On the last day at Singalila National Park, there was just time enough to soak in beauty of the pristine villages around, before we headed back to Tonglu. Kalipokhri is a small hamlet at an altitude of 3000 m en route to Sandakphu, and is deemed holy for Buddhists. Rimbik is a secluded village perched atop a hill overlooking river Rammam, which flows from Sikkim into West Bengal. Facing the majestic Himalayas, surrounded by green hills, tea gardens and conifers, and overrun with orchids, Rimbik is a rich tapestry of flora and fauna.
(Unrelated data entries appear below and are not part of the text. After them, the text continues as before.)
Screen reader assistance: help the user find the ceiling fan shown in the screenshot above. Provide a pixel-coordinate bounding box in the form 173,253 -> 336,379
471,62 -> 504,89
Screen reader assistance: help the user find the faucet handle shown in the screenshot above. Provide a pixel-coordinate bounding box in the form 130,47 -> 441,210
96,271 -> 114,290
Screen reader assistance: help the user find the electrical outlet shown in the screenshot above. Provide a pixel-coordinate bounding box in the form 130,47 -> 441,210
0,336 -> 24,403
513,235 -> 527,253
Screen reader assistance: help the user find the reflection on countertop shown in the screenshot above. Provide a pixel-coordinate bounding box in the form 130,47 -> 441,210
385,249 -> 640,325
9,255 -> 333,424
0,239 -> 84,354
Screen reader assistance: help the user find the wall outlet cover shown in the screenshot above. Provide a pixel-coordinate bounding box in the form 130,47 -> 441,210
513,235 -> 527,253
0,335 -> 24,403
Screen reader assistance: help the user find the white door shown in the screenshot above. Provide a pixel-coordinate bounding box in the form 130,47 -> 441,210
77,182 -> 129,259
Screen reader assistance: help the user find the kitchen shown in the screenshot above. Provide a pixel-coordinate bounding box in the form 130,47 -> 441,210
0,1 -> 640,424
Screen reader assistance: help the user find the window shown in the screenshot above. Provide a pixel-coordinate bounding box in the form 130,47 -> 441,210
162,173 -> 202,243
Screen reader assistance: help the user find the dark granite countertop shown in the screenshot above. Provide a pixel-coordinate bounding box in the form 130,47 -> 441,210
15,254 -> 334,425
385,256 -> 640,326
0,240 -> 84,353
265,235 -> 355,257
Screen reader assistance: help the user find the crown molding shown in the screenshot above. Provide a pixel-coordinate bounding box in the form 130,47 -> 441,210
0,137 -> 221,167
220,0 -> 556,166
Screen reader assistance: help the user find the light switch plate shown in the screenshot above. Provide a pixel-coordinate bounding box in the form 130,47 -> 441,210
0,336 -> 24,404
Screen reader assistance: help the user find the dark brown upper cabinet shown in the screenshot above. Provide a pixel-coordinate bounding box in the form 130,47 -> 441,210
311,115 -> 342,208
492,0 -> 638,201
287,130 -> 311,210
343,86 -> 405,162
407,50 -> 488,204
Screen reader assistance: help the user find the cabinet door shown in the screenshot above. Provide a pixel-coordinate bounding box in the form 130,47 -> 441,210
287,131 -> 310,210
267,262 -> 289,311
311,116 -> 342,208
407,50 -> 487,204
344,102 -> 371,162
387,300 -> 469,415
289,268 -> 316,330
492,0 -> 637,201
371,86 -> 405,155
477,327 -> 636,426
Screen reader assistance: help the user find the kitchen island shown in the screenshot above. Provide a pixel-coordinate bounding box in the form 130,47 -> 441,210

As one treks within the Park, between 2000 m and 3600 m, thickets of bamboo, oak, pine, hemlock, juniper, kawla, bhujpatra, silver fir, ferns and various flowering plants present itself. There are two flowering seasons, in spring (March-April) and the post-monsoon months (October-November). Rhododendron (Rhododendron ferrugineum) and Magnolia (Magnolia grandiflora) bloom in the springtime, while the lower forests are in full bloom in the post-monsoon period. The lower forests comprise primula (Primula vulgaris), geranium (Pelargonium hortorum), saxifraga (Saxifragacespitosa), bistort (Persicariabistorta), senecio (Senecio vulgaris), cotoneaster (Cotoneaster salicifolius) and over 600 varieties of orchids .
Soon, it was time to leave. A group photo proceeded the quick descend to Dhotrey. By noon we were enjoying platefuls of steamed momos. Home bound cars arrived and we bid the mountains a final adieu.
How to Reach
The nearest airport is Bagdogra (90 km from Darjeeling and 13 km from Siliguri).The nearest railway station is Ghoom, 31 km from Tonglu. National Highway 31A between Sevoke and Gangtok also passes through Darjeeling, and is one and a half hour journey by car from Manebhanjan, which is the entry point into Singalila National Park. There is another, though longer route via Mirik in Sikkim.